Signed to Republic Records in 2018, Gray’s hit singles “Maniac” (2018) and “Heather” (2018) skyrocketed him to fame while his debut solo album “Kid Krow” (2020) reached number five on the U.S. Billboard 200 upon release.
Gray opened Tuesday’s concert with one of the lead tracks from his newest studio album “Superache” — “Disaster,” a song about heartache and hesitance between young lovers. Dressed in a 1980s-style disco-inspired cropped vest and bungle pants, Gray danced around the stage, jumping to the rhythm and making eye contact with members of the audience.
Next followed songs “Telepath” (2021), “Fight or Flight” (2020) and “The Exit” (2022), all from different albums of Gray’s. The singer seemed to not lose any steam as the performance went on. A crowd-pleaser apt at figuring out how to get the audience involved, Gray often hollered out phrases in Korean, danced with the movement of the crowd and directed the atmosphere in the stadium.
During “Astronomy” (2022), a song about two friends who are “two worlds apart,” the audience held up their phones with the flashlight on and swayed them to the music. This was repeated during the performance of another song, “Movies” (2022), when the audience held up their phones with red images on the screens to match the color design of the “Superache” album cover.
Fans had prepared more events for Gray. Many among the crowd were holding cards with phrases that read “Conan, We are Yours” in English and “Conan We Love You” in Korean. During the middle of the concert, the audience would sometimes sing along in unison to verses from Gray’s songs without instruments.
“I have never seen a sight like this,” said Gray during the concert Tuesday. “This is beautiful.

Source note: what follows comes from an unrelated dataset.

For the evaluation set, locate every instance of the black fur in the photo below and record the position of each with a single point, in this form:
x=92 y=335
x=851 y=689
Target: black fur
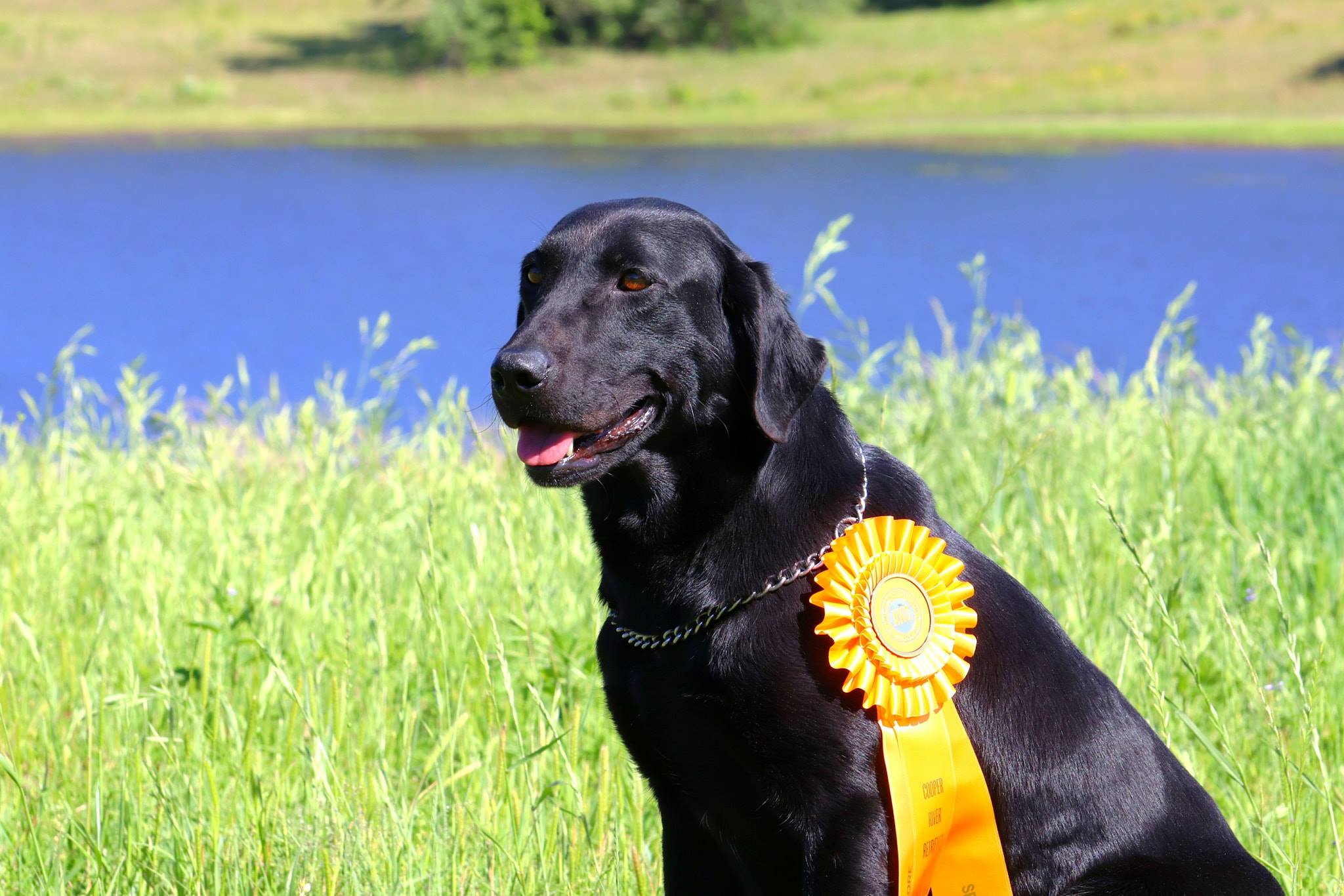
x=769 y=778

Thank you.”
Gray responded to fans’ adulation and appreciation by asking the crowd to “all give each other a hug,” and 10,000 people in the KSPO Dome made “air hug” motions toward the singer, holding out their arms and swaying.
Particularly impressive tracks during “Conan Gray Live in Seoul” were “People Watching” (2022) and hit tracks “Heather” and “Maniac.” Keeping the upbeat vibe all throughout the concert, Gray performed his most famous hits last, delivering a sequence of “Heather,” “Maniac” and “Memories” for the closing act of the concert.
As “Memories,” the encore song, is about “staying in my memories” and longing for someone, the choice to perform it last was heartwarming, one fan said after the concert.
“I felt like Conan was saying we should all remember this moment,” said a student who was in attendance at the concert. She had come to “Conan Gray Live in Seoul” with several friends. “And that is what most of his music is about, reminiscing and reflecting on love and friendships. I hope he comes back to Korea again.”